CORIGLIANO-ROSSANO - In un momento storico segnato da profondi conflitti globali e dalle ferite ancora aperte nel tessuto del nostro territorio colpito dalla furia del maltempo, l’Arcidiocesi di Rossano-Cariati annuncia la solenne Via Crucis Diocesana.

Bnl

«Quest’anno -si legge nella nota dell’Arcidiocesi-, il cammino della Croce non sarà solo un esercizio di pietà popolare, ma un grido corale di speranza che unisce il bisogno universale di Pace alla volontà ferma di rinascita delle comunità colpite dalle recenti esondazioni dei fiumi Crati e Trionto.
Il cammino di preghiera e di meditazione della Via Crucis Diocesana, presieduto da S. E. l’Arcivescovo Mons. Maurizio Aloise, intende trasformare il fango dell’alluvione in terra fertile per una nuova solidarietà.
Le meditazioni delle quattordici stazioni intrecceranno il racconto della Passione di Cristo con le riflessioni di chi ha perso tutto sotto la furia dell’acqua e del fango, ma non ha smarrito la fede né il senso di appartenenza.

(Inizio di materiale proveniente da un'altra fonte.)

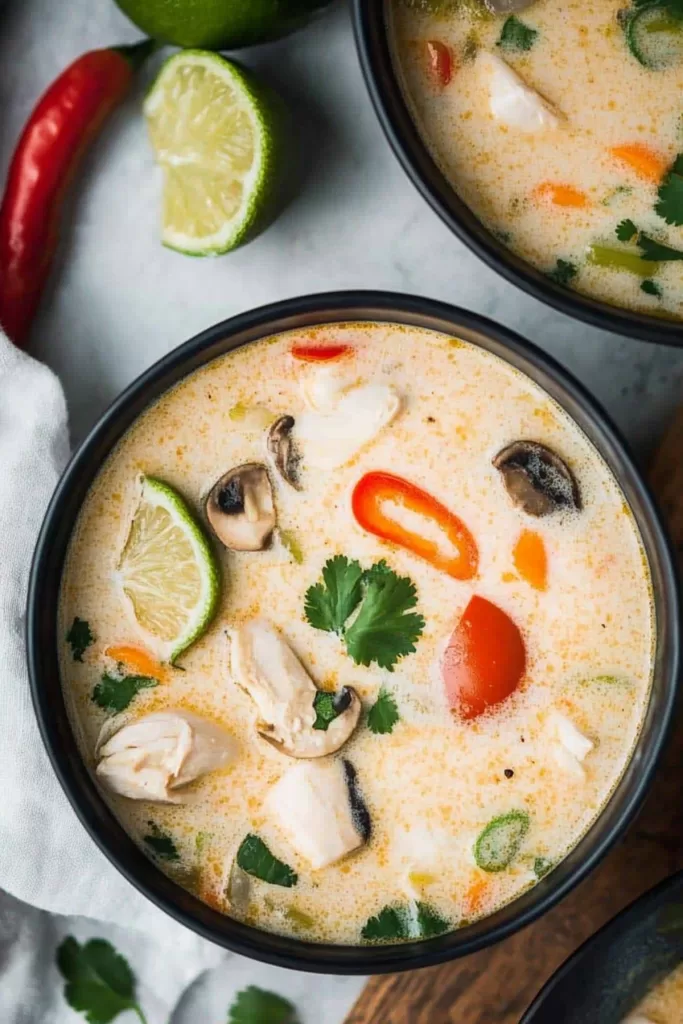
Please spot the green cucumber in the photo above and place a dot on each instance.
(500, 842)
(655, 37)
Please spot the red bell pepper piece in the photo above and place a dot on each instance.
(368, 501)
(66, 120)
(319, 353)
(484, 660)
(440, 61)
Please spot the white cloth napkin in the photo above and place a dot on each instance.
(46, 857)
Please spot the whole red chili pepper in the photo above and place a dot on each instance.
(66, 120)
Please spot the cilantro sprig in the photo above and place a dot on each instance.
(79, 638)
(99, 983)
(384, 628)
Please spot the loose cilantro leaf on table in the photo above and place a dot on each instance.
(516, 36)
(650, 288)
(384, 714)
(563, 272)
(402, 922)
(99, 983)
(255, 858)
(330, 603)
(115, 693)
(384, 629)
(255, 1006)
(670, 203)
(161, 843)
(626, 230)
(79, 638)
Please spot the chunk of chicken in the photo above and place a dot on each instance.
(157, 755)
(317, 809)
(327, 440)
(511, 100)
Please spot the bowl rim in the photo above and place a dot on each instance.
(42, 641)
(413, 155)
(633, 913)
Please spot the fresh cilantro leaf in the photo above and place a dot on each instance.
(255, 1006)
(563, 272)
(516, 36)
(670, 202)
(114, 693)
(541, 866)
(626, 230)
(98, 981)
(79, 638)
(650, 288)
(655, 251)
(399, 923)
(384, 629)
(161, 843)
(255, 858)
(430, 923)
(329, 604)
(384, 714)
(328, 707)
(388, 925)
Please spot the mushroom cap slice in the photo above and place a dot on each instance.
(282, 450)
(154, 756)
(316, 805)
(266, 668)
(240, 508)
(537, 478)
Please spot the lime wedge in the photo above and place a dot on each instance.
(215, 134)
(168, 570)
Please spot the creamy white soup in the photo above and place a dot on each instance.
(427, 663)
(560, 126)
(664, 1005)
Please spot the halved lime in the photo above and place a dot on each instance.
(215, 132)
(168, 570)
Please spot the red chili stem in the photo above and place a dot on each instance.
(63, 123)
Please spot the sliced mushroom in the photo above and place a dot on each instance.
(240, 508)
(157, 755)
(283, 451)
(266, 668)
(537, 479)
(318, 808)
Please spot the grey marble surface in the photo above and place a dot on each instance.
(119, 301)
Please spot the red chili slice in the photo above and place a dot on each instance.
(319, 353)
(368, 500)
(440, 61)
(484, 660)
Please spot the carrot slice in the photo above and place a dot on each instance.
(530, 559)
(641, 159)
(559, 195)
(137, 659)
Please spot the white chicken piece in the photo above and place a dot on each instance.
(327, 440)
(312, 806)
(265, 667)
(157, 755)
(511, 100)
(571, 747)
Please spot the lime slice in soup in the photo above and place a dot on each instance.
(168, 570)
(215, 131)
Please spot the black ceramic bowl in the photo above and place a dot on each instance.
(372, 39)
(42, 638)
(607, 977)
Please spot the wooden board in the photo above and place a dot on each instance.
(497, 985)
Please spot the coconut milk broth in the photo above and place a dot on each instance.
(580, 61)
(435, 781)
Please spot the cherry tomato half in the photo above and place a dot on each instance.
(484, 660)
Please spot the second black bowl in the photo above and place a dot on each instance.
(371, 26)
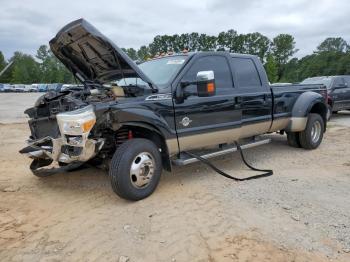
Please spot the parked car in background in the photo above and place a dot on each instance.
(8, 88)
(19, 88)
(66, 87)
(338, 91)
(42, 87)
(30, 88)
(281, 84)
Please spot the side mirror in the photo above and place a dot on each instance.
(205, 83)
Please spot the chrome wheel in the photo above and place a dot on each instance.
(142, 170)
(316, 131)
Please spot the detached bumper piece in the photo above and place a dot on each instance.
(51, 156)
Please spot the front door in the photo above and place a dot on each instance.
(255, 96)
(208, 121)
(339, 93)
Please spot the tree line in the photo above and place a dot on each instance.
(331, 57)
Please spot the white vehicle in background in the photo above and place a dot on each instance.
(281, 84)
(19, 88)
(30, 88)
(8, 88)
(66, 87)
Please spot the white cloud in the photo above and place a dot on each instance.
(25, 25)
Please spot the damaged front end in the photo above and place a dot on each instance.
(59, 138)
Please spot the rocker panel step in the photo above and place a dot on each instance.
(190, 160)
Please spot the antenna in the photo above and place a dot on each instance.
(6, 67)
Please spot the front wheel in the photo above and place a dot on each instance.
(135, 169)
(329, 112)
(312, 136)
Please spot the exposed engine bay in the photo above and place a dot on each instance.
(64, 126)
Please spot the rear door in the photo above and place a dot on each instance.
(339, 93)
(347, 93)
(207, 121)
(253, 95)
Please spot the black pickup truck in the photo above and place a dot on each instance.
(338, 89)
(138, 119)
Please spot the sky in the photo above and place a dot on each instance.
(27, 24)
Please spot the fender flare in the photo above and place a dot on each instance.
(164, 143)
(306, 103)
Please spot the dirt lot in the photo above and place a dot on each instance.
(300, 214)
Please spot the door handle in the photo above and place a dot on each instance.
(238, 99)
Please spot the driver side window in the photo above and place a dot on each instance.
(217, 64)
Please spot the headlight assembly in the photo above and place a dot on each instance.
(77, 122)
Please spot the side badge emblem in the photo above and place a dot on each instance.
(185, 121)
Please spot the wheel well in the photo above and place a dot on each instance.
(154, 136)
(320, 109)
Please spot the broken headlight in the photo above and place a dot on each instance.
(76, 122)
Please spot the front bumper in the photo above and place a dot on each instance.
(47, 150)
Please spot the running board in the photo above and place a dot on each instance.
(190, 160)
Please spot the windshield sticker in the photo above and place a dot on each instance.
(176, 62)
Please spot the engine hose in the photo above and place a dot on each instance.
(267, 172)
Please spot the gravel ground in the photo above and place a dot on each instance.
(299, 214)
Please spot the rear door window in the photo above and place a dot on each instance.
(338, 81)
(246, 72)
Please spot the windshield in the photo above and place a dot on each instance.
(161, 70)
(318, 80)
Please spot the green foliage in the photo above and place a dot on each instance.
(2, 61)
(333, 44)
(331, 57)
(282, 48)
(131, 52)
(52, 70)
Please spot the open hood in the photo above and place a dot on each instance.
(91, 56)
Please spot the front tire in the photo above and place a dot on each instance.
(312, 136)
(293, 139)
(329, 112)
(135, 169)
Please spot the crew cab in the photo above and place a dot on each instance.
(137, 120)
(338, 89)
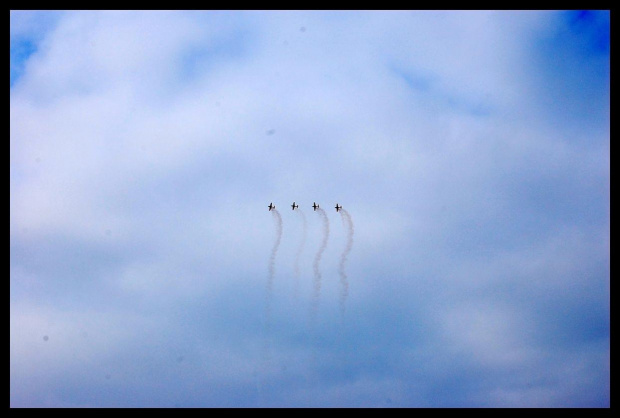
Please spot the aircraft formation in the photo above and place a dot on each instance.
(348, 224)
(295, 206)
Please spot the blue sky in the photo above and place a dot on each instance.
(471, 150)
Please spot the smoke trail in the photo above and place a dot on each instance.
(348, 223)
(317, 260)
(302, 244)
(278, 220)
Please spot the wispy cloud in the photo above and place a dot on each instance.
(472, 149)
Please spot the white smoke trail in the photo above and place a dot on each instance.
(302, 244)
(348, 223)
(272, 260)
(317, 260)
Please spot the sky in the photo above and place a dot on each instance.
(470, 149)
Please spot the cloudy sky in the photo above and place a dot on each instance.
(471, 150)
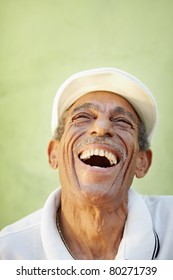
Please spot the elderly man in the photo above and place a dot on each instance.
(102, 123)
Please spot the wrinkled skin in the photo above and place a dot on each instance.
(94, 199)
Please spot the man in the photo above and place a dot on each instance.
(102, 123)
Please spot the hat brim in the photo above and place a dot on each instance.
(112, 80)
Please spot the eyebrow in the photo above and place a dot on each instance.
(86, 106)
(121, 110)
(117, 110)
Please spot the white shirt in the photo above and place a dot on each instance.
(148, 232)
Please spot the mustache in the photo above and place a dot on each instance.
(103, 140)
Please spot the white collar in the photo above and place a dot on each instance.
(138, 240)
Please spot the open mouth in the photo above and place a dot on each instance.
(98, 158)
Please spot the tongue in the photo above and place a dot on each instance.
(97, 161)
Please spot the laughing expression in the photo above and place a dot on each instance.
(98, 150)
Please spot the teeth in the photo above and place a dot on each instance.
(96, 152)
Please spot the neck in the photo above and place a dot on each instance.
(92, 232)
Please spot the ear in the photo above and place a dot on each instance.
(53, 154)
(143, 163)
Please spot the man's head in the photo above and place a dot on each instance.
(103, 139)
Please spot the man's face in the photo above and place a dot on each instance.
(98, 152)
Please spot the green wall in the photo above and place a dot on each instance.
(42, 43)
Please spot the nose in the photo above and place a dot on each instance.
(102, 127)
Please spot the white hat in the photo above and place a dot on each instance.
(107, 79)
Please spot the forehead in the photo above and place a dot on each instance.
(104, 100)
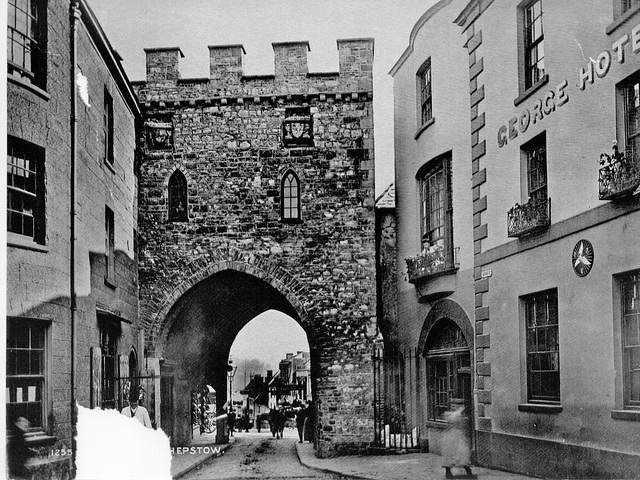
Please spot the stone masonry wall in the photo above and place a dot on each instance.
(227, 141)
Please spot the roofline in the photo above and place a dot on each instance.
(109, 56)
(426, 16)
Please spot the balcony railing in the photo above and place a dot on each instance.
(533, 216)
(619, 176)
(431, 263)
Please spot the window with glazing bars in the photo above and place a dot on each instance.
(628, 5)
(25, 189)
(26, 22)
(632, 118)
(630, 289)
(543, 349)
(536, 152)
(25, 371)
(110, 261)
(533, 43)
(426, 110)
(433, 192)
(290, 197)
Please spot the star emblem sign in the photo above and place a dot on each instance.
(582, 258)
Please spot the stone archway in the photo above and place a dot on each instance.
(446, 348)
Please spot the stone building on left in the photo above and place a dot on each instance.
(71, 295)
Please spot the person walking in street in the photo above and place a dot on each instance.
(136, 410)
(300, 418)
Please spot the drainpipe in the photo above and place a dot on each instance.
(74, 17)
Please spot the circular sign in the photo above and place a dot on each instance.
(582, 258)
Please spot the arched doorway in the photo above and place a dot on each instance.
(446, 345)
(201, 328)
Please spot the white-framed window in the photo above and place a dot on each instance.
(26, 40)
(425, 92)
(109, 245)
(630, 329)
(25, 189)
(542, 347)
(26, 371)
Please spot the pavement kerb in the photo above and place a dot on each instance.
(187, 468)
(303, 460)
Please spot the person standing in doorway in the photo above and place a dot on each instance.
(300, 418)
(231, 419)
(136, 410)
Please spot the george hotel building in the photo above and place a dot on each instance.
(518, 216)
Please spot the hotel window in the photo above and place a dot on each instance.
(533, 44)
(108, 347)
(26, 40)
(629, 99)
(290, 198)
(25, 189)
(109, 245)
(107, 127)
(626, 5)
(543, 353)
(26, 371)
(535, 153)
(178, 197)
(448, 370)
(630, 293)
(424, 87)
(436, 209)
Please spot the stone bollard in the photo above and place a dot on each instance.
(455, 446)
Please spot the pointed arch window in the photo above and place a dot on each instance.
(178, 197)
(290, 197)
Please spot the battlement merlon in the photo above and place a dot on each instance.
(290, 63)
(163, 64)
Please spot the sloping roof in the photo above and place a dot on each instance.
(388, 198)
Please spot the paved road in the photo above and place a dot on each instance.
(259, 455)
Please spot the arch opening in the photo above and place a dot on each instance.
(202, 326)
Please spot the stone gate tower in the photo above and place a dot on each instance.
(256, 193)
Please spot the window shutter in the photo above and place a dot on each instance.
(96, 378)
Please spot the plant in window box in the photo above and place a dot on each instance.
(529, 217)
(619, 174)
(431, 260)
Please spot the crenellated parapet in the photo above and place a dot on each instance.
(227, 82)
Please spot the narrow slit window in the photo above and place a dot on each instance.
(290, 197)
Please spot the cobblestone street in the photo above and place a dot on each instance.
(259, 455)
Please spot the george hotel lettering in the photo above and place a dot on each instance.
(596, 68)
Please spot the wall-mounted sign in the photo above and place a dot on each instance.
(582, 258)
(297, 128)
(596, 68)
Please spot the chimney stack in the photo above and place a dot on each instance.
(290, 59)
(162, 64)
(225, 63)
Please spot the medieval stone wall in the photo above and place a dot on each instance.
(225, 135)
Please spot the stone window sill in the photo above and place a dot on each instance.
(109, 282)
(20, 241)
(424, 126)
(540, 408)
(438, 425)
(633, 415)
(613, 26)
(27, 86)
(531, 90)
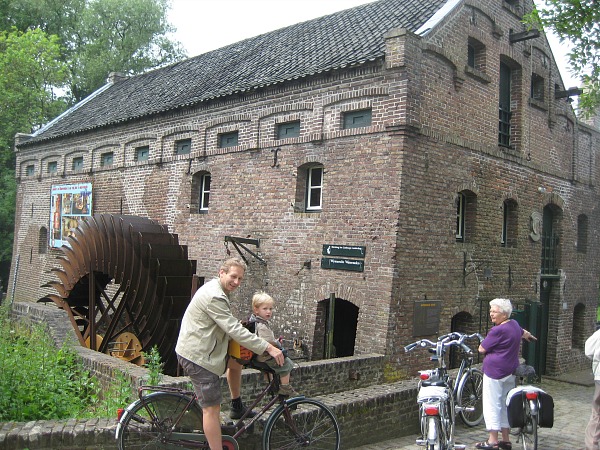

Portiamo in spalla la Croce dei nostri fratelli alluvionati e delle popolazioni martoriate dalle guerre, perché la Croce ci insegna che dopo ogni tempesta e ogni venerdì santo, la vita ha sempre l'ultima parola. I temi centrali su cui si snoderà la Via Crucis -conclude la nota- sono la pace universale che ci richiama ad una preghiera incessante affinché il dialogo sostituisca le armi. Ma anche la prossimità, con una vicinanza concreta alle famiglie e alle imprese danneggiate dall'esondazione del Crati e del Trionto».